Issues can be indicated by:

* The [crawl status (`Failed` or `Skipped`) and category (`Fetch`)](/doc/tools/crawler/troubleshooting/crawl-status). Reasons for this status include specific [meta tags](#meta-tags) on your page, or the page being blocked by the Crawler's [ad blocker](#ad-blocker).
* An [error message](/doc/tools/crawler/troubleshooting/error-messages)

The Crawler might run into site access issues due to:

| Issue                                                                                                 | Error messages                                                                                                                                                                                                                                                                                                                                                          |
| ----------------------------------------------------------------------------------------------------- | ----------------------------------------------------------------------------------------------------------------------------------------------------------------------------------------------------------------------------------------------------------------------------------------------------------------------------------------------------------------------- |
| [Problems with SSL certificates](#ssl-issues)                                                         | `SSL error`                                                                                                                                                                                                                                                                                                                                                             |
| [URL redirects](#redirect-issues)                                                                     | `HTTP redirect (301, 302)`<br />`HTTP redirect (301, 302) - Not followed`<br />`JavaScript redirect - Not followed`                                                                                                                                                                                                                                                     |
| [Document type actions](#document-extraction-timeout)                                                 | `File type didn't match any action`                                                                                                                                                                                                                                                                                                                                     |
| [Document extraction timeout](#document-extraction-timeout)                                           | `Document extraction timeout reached`                                                                                                                                                                                                                                                                                                                                   |
| [Tika errors](#tika-errors)                                                                           | `Document extraction: unprocessable document`<br />`Tika Error`                                                                                                                                                                                                                                                                                                         |
| [Safety check breaches](#safety-check-breaches)                                                       | `Too many failed URLs`<br />`Too many missing records`                                                                                                                                                                                                                                                                                                                  |
| [Robots.txt restrictions](/doc/tools/crawler/troubleshooting/fetching-issues#forbidden-by-robots-txt) | `Forbidden by robots.txt`                                                                                                                                                                                                                                                                                                                                               |
| [HTTP status errors](#http-status-errors)                                                             | `Content-Type not supported`<br />`HTTP Bad Request (400)`<br />`HTTP Connection Error (502,503,504)`<br />`HTTP Forbidden (403)`<br />`HTTP Gone (410)`<br />`HTTP Internal Server Error (500)`<br />`HTTP Not Found (404)`<br />`HTTP Not Implemented (501)`<br />`HTTP Status Code not supported`<br />`HTTP Too Many Requests (429)`<br />`HTTP Unauthorized (401)` |
| [DNS error](#dns-errors)                                                                              | `DNS error`                                                                                                                                                                                                                                                                                                                                                             |
| [Network error](#network-errors)                                                                      | `Fetch timeout`<br />`Network error`                                                                                                                                                                                                                                                                                                                                    |

## SSL issues

[SSL (Secure Sockets Layer)](https://en.wikipedia.org/wiki/Transport_Layer_Security#SSL_1.0,_2.0,_and_3.0) errors indicate that your site's domain name doesn't match the domain name listed in its SSL certificate.
This can happen if the domain named changed, and wasn't updated in the SSL certificate, or if you accidentally use one certificate for several domains.

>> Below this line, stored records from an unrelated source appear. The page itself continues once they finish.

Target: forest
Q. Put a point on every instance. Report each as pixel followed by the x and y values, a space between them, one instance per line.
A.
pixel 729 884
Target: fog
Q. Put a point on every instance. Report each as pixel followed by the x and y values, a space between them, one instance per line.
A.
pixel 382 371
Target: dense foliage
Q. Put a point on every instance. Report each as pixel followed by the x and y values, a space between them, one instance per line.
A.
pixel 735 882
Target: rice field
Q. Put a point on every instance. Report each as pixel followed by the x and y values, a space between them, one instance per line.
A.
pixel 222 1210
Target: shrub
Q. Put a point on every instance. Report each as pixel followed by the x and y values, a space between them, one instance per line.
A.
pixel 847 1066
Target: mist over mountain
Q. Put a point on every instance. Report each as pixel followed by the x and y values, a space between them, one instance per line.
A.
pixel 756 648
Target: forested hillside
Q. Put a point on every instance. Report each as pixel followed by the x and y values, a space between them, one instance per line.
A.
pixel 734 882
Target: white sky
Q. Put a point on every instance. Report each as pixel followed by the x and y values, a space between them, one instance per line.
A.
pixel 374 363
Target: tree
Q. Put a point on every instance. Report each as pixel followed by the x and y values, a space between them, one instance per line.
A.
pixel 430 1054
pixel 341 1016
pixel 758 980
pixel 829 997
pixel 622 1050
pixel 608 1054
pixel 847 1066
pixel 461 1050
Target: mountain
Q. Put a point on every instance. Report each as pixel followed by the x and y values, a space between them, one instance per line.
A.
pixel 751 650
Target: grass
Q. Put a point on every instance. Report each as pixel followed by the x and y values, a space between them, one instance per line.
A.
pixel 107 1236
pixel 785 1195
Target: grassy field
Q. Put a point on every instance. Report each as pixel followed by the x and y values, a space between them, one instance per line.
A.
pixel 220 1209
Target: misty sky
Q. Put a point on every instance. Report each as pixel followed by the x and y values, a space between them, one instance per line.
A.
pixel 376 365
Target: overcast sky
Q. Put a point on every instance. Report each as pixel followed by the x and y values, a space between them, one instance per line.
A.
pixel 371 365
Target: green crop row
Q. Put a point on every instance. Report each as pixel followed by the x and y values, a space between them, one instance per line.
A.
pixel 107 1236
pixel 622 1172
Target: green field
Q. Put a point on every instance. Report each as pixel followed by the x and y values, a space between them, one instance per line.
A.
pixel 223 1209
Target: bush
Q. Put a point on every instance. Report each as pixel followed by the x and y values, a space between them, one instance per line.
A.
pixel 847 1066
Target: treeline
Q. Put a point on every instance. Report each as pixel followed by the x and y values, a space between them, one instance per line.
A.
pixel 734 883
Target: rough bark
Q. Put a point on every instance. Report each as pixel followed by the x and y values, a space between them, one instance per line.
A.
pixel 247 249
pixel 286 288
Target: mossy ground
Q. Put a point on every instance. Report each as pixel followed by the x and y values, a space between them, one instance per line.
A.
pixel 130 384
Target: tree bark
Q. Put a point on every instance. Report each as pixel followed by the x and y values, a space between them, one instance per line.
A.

When the Algolia Crawler checks your site's SSL certificate, it validates its authenticity by comparing it to trusted certificates issued by a certificate authority (CA).
Different browsers maintain their own trusted CA lists.
This can lead to a site rendering in a browser but causes issues for the Algolia Crawler (or vice versa).
The error message `UNABLE_TO_VERIFY_LEAF_SIGNATURE` indicates that the Crawler couldn't verify the authenticity of your SSL certificate.

To learn more, see [How certificate chains work](https://knowledge.digicert.com/solution/how-certificate-chains-work)

### Investigation

If an intermediate certificate authority (CA) has verified your SSL certificate,
you must also install *their* verification certificate on your site.
To ensure your SSL certificate is set up correctly, use tools like [OpenSSL](https://www.openssl.org/).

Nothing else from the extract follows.